In 1876 Tchaikovsky had decided to marry. He was then a composer aged 36. He was gay, and this was something terrible in Russia at that time. He was very frightened that people would find out and that he would be bullied. So he decided to marry. He did not care who it was he married, so long as it would make him look respectable. The next year he found a young girl called Antonina to marry. He told Nadezhda. She wrote to congratulate him and told him she hoped he would be happy. A week later, Tchaikovsky wrote to Nadezhda to ask for more money because the marriage had put him into debt. A few weeks later he was writing again to her saying that he hated his wife. He soon separated from her. Writing to Nadezhda was a great support to him at this time. It is impossible to know whether Nadezhda knew he was gay or whether that would have made a difference to her feelings. At any rate, she continued to write that she loved him. She increased the amount she was paying him to 6,000 roubles a year. This was a lot of money: about twenty times the salary of an ordinary government worker. He was able to stop teaching at the Moscow Conservatory and spend his time composing. Between 1877 and 1890 they wrote about 1,200 letters to one another. Her encouragement was very important to him, and helped him to keep happy when he felt depressed.
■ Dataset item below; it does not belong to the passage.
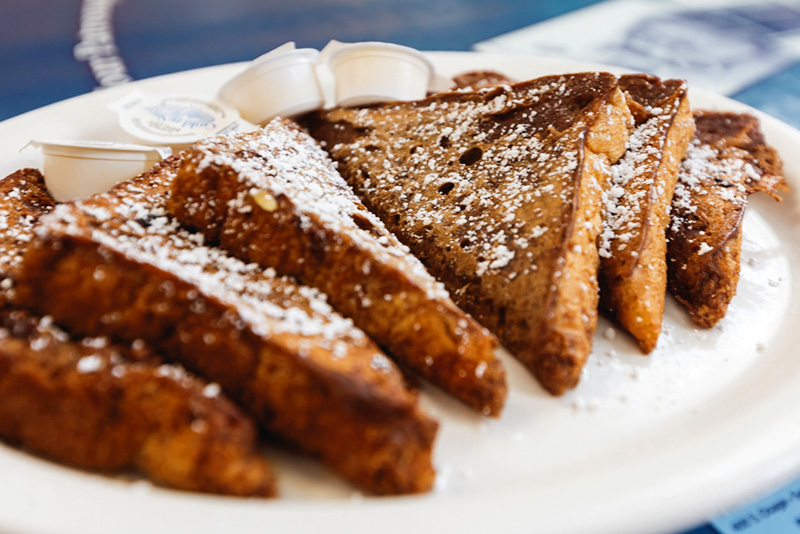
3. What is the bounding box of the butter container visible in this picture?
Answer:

Her relationship with Tchaikovsky was also a good thing for her. She hated anything to do with sex, so it was good that she could express her emotions to someone whom she did not have to face in person. Tchaikovsky dedicated his Fourth Symphony to her.

On one occasion they met one another by accident. Nadezhda had invited Tchaikovsky to stay at her home. This was a huge house in enormous grounds, so it was easy to arrange that they should not meet. They agreed that they would not go out at the same time. However, one day he came home late and she went out early. She was in a horse carriage and he was walking. When they saw one another they looked away quickly.

In October 1890, von Meck sent Tchaikovsky a year's money in advance, saying that it was the last time she would be able to send him money. She said she was bankrupt. She may have worried that she probably would be bankrupt in a year’s time.

Some people think that she did this because she found out about Tchaikovsky’s homosexuality. Others disagree with this. After all, in her last letter to him she asked him never to forget her.

Death[change | edit source]

Nadezhda von Meck died from tuberculosis on 13 January 1894 in Nice, France, two months after Tchaikovsky had died.